Sunday, September 19, 2021

Saint-Eustache Church

One day we walked down the Rue de Petit Carreaux all the way to the Seine (and then back on the Rue Saint-Denis), stopping at the huge, mostly underground Les Halles Forum shopping center, but also at the Saint-Eustache church. We'd briefly visited this church twice before, in 2014 and then in 2019. It's the largest church around, actually larger than Notre Dame, if interior height counts. Although a parish church had been on the site from the middle ages, St. Eustache as we now know it is from the 16th century--one almost wants to call it neo-Gothic--and "blends" the Gothic with Renaissance and classical elements. Most people don't like this church, because of its apparent confusion of styles. I can't say I like it, but I have always found it intriguing, and worth a stop. Since Notre Dame de Paris burned two years ago, many of the larger ecclesiastical activities have moved to Saint-Eustache. Oh yes, Saint Eustache is the one about the guy on a hunting trip who saw a cross between a deer's antlers and thus converted to Christianity. Perhaps he was pre-disposed. Strangely, this reminds me of the adage that, once you see Cookie Monster, you can't unsee Cookie Monster. Perhaps I had too many digestive cookies in Britland.

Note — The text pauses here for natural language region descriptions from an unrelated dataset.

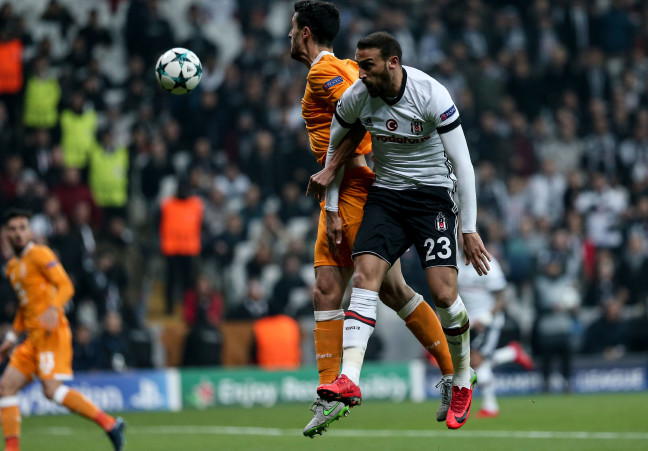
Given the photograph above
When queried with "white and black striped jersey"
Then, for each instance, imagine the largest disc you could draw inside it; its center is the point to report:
(405, 130)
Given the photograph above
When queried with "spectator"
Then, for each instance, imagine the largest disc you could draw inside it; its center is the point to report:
(78, 131)
(94, 34)
(608, 334)
(109, 164)
(11, 79)
(113, 352)
(42, 96)
(203, 304)
(181, 221)
(156, 168)
(84, 349)
(72, 191)
(57, 13)
(255, 305)
(556, 300)
(289, 281)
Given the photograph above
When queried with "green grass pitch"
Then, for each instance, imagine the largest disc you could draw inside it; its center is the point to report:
(534, 422)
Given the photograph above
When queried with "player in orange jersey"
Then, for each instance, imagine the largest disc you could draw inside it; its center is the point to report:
(43, 288)
(314, 25)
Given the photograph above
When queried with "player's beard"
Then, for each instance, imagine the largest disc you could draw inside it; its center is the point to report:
(381, 82)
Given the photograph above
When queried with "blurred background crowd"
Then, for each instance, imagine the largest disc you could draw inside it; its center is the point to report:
(553, 97)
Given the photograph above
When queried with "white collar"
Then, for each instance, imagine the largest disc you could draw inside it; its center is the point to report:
(319, 57)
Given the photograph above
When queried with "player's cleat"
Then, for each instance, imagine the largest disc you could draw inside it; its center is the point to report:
(342, 389)
(445, 384)
(460, 404)
(521, 357)
(116, 434)
(324, 413)
(483, 413)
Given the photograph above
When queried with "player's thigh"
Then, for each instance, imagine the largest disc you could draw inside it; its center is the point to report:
(54, 355)
(394, 291)
(24, 359)
(323, 256)
(370, 272)
(12, 381)
(330, 285)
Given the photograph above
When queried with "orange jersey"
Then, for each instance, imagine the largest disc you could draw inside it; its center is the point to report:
(39, 281)
(327, 80)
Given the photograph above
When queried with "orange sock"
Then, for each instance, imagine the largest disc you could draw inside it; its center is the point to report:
(81, 405)
(328, 348)
(425, 326)
(10, 416)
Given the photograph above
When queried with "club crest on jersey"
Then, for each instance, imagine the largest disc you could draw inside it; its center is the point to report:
(441, 224)
(448, 113)
(416, 126)
(335, 81)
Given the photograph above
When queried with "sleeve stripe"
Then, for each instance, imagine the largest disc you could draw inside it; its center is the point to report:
(342, 122)
(448, 127)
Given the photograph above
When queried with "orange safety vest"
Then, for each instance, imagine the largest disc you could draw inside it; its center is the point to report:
(11, 75)
(278, 342)
(181, 226)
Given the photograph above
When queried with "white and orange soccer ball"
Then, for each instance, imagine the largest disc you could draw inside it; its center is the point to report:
(178, 71)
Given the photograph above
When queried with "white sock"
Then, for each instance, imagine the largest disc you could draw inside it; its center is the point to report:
(502, 355)
(454, 321)
(487, 387)
(359, 323)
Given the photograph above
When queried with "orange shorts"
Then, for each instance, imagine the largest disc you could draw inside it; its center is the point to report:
(353, 195)
(45, 356)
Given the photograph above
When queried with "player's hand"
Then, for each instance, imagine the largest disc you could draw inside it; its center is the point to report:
(5, 349)
(333, 230)
(319, 182)
(475, 253)
(49, 318)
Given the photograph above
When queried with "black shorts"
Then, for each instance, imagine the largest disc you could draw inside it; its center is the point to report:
(394, 220)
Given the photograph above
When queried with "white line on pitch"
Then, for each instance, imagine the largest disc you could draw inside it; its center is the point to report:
(277, 432)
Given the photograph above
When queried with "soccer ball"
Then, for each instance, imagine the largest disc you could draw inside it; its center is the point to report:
(178, 71)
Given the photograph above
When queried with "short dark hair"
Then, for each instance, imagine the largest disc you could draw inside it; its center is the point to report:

One of the initial attractions for me was the prospect
of seeing this Emmaus painting, now merely
"attributed" to Rubens

In the ambulatory, great height

Among the windows, the education of Saint Louis

Sybils still very much in fashion, though not the twisty ones

Perhaps another reason people don't like this
church: it's not cruciform; also, it's not a Mary
church (that name had already been taken...)

Polychrome Pieta

Knave view: great height


Altar and choir

The great organ

Rose window

Up closer

Color coded...

One of the larger, higher sun dials we've seen

1 comment:

Tawana said...

Always an interesting but not exciting visit to this church, especially if you have been shopping just across the way!